Company
Product name
Size (Fr)
Length (cm)
Cook
Flexor
9.5, 12.0, 14.0
13, 20, 28, 35, 45, 55
BARD
Aqua Guide
10/12, 10/14, 11/13, 11/15
25,, 35, 45, 55
Boston Scientific
Navigator
11/13, 13/15
28, 36, 46
Gyrus-ACMI
Uropass
12/14
24, 38, 54
Applied Medical
Forté
10/12, 12/14, 14/16
20, 28, 35, 45, 55
Prior to UAS deployment, two wires are placed into the upper tract under fluoroscopic guidance, one functioning as a safety wire and the other a working wire which is generally a stiff wire with a stainless steel core. The UAS is then moistened to ensure lubrication and advanced over the stiff wire under direct fluoroscopic guidance. It is important to ensure that the inner dilating cannula is securely engaged with the outer sheath during advancement to prevent ureteral injury from the exposed edge of the outer sheath. Once placed in satisfactory position, the inner dilating cannula and working wire are removed and the procedure performed.
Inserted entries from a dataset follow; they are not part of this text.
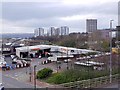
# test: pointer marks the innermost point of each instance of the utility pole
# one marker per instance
(111, 51)
(67, 59)
(35, 77)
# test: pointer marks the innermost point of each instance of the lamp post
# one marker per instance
(67, 59)
(35, 77)
(111, 50)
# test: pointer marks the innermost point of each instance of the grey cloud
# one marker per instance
(46, 14)
(16, 11)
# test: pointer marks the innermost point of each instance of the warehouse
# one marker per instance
(43, 50)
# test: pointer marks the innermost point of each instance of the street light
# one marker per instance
(35, 77)
(111, 50)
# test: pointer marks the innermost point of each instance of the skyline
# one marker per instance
(22, 17)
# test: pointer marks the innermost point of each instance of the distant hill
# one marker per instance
(16, 35)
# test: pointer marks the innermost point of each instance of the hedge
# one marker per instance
(44, 73)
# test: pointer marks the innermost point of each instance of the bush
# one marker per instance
(58, 78)
(44, 73)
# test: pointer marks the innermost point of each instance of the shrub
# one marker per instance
(44, 73)
(57, 79)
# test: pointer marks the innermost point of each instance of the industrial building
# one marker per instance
(43, 50)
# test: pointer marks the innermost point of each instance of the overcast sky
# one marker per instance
(24, 17)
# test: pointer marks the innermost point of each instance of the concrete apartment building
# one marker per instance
(64, 30)
(39, 32)
(91, 25)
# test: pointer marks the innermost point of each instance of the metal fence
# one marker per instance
(92, 83)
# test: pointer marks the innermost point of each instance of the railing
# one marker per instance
(90, 83)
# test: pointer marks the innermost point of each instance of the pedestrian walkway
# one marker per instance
(41, 84)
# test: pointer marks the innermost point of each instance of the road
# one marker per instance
(9, 82)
While a UAS may be inserted without adjunctive maneuvers in the majority of endoscopic cases, it is not uncommon to encounter difficulty in passing the UAS. Harper et al. identified the following groups as at risk for conventional UAS insertion failure: young males with tight ureteral orifices, duplicated collecting systems, and small caliber ureters [9]. If UAS placement is difficult the following manipulations may be attempted. Ensure the stiff working wire is correctly positioned with adequate coil in the intrarenal collecting system. Then eliminate slack in the guidewire by appropriately tensioning the wire while making sure it is not withdrawn. These two manipulations assist in straightening the ureter thereby facilitating UAS acceptance. If the aforementioned manipulations do not permit UAS passage, gentle coaxial dilation with the internal obturator of the UAS or specially designed ureteral dilators may prove useful, but care should be taken to avoid applying excess sheer force that could lead to ureteral injury or avulsion [10]. Should the preceding measures fail, balloon dilation of the ureter may be performed. However, this may increase the risk of ureteral perforation. Finally, placement of an indwelling ureteral stent allows for passive ureteral dilation and successful UAS or ureteroscope insertion in 10–14 days.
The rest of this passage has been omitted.